Bostecé y abrí los ojos.
La pierna de Callie estaba sobre mí y la mano de Melissa extendida sobre mi vientre.
¿Cuándo me convertí en la almohada de estas dos?
—Chicaaas —gruñí, retorciéndome para liberarme.
Melissa y Callie abrieron los ojos y se estiraron con somnolencia.
—¡Buenos días!
—exclamó Callie alegremente.
—¿Qué hora es?
—preguntó Melissa medio dormida.
Callie miró el reloj en la mesita de noche y luego se levantó de la cama.
—Son poco más de las ocho.
Vamos —dijo, agarrando mis pies y tirando de mí fuera de la cama.
Melissa simplemente rodó hasta llegar al borde y luego se cayó—.
Nos vamos a las doce y todavía no he probado el jacuzzi —se quejó Callie.
—Tienes un jacuzzi en casa —le recordé.
—Sí, pero este está junto a la playa —sonrió.
—No estoy viva hasta que tome un café —gruñó Melissa, todavía medio dormida.
Después de turnarnos para usar el baño y vestirnos, bajamos.
Trey y Kevin estaban jugando un videojuego de baloncesto.
Ashton holgazaneaba en la mesa con su teléfono y Demetri no se veía por ningún lado.
—Buenos días —dijo Kevin cuando el juego terminó en empate—.
Tengo que decirles algo importante —les dijo a Melissa y Callie.

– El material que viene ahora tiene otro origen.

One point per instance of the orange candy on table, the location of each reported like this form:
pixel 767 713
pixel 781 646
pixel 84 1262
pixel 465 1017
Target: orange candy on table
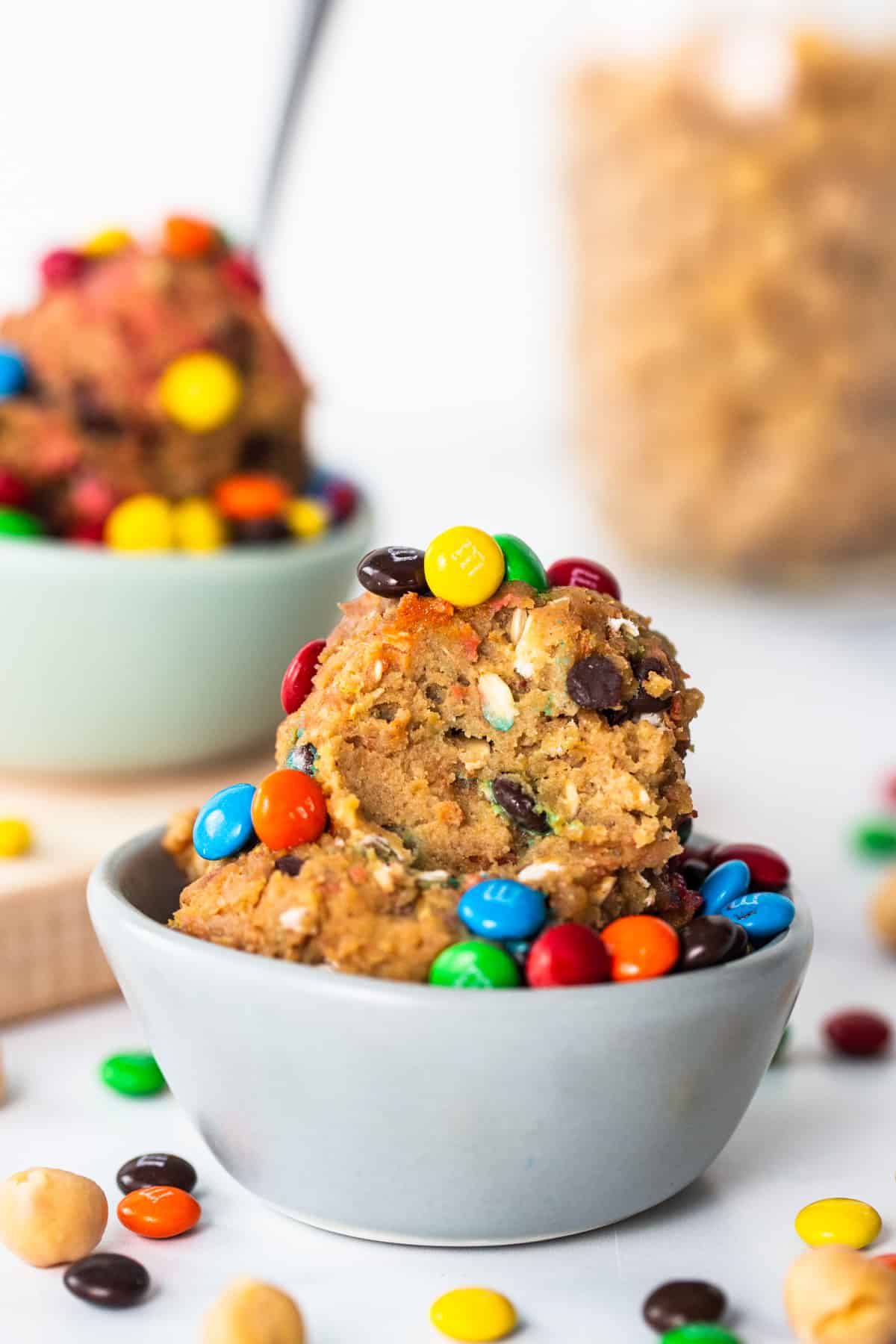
pixel 186 237
pixel 249 497
pixel 159 1211
pixel 287 809
pixel 641 947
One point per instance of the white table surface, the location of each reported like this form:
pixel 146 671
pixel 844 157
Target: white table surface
pixel 797 732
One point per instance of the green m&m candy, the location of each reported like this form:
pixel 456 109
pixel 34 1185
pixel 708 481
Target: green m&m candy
pixel 474 965
pixel 521 562
pixel 134 1074
pixel 16 522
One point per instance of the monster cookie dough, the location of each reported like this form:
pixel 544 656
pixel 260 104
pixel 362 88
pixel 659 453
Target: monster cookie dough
pixel 538 735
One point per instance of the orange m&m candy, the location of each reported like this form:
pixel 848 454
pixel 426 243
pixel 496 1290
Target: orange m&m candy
pixel 287 809
pixel 159 1211
pixel 186 237
pixel 641 947
pixel 247 497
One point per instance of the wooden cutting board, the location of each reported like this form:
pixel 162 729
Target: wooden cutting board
pixel 49 954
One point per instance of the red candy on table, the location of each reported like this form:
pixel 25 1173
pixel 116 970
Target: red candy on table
pixel 567 954
pixel 857 1031
pixel 768 870
pixel 287 809
pixel 62 268
pixel 299 676
pixel 578 573
pixel 159 1211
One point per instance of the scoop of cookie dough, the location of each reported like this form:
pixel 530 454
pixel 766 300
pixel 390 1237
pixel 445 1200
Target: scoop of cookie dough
pixel 90 416
pixel 536 735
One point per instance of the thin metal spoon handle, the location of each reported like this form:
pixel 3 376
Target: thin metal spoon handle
pixel 311 28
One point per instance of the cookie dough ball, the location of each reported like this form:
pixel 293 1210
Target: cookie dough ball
pixel 836 1296
pixel 541 730
pixel 97 414
pixel 883 912
pixel 250 1312
pixel 52 1216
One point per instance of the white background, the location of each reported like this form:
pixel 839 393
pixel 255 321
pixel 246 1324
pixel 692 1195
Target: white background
pixel 418 265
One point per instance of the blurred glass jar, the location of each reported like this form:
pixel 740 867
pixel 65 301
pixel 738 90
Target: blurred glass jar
pixel 734 206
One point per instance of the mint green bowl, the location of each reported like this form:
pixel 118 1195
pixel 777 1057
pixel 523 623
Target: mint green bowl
pixel 117 663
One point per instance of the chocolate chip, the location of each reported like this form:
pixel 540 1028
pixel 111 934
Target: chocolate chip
pixel 289 863
pixel 519 804
pixel 595 683
pixel 709 941
pixel 682 1303
pixel 393 570
pixel 108 1280
pixel 156 1169
pixel 261 531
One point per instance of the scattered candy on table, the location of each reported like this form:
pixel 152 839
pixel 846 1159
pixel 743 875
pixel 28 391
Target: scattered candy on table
pixel 156 1169
pixel 250 1312
pixel 52 1216
pixel 474 1315
pixel 159 1211
pixel 848 1222
pixel 15 838
pixel 859 1033
pixel 134 1074
pixel 108 1280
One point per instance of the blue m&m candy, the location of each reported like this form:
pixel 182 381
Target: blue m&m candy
pixel 724 885
pixel 13 373
pixel 225 823
pixel 763 914
pixel 503 909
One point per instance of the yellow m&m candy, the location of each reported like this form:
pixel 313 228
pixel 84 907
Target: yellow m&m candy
pixel 107 242
pixel 200 391
pixel 845 1222
pixel 141 523
pixel 464 564
pixel 473 1313
pixel 198 526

Me miró y asintió, y tuve la sensación de que sabía lo que estaba a punto de decirles.
—Al menos déjame saludar primero a mi chico —gritó Callie mientras él las llevaba afuera.
Trey le lanzó un beso a Melissa y luego me sonrió—.
¿Cómo te sientes?
—Mucho mejor, gracias —le devolví la sonrisa.
Podía sentir la mirada de Ashton sobre mí.
Había pensado mucho en lo que Kevin me había contado anoche, cómo el rey estaba tratando de controlar a Ashton de más formas de las que parecía.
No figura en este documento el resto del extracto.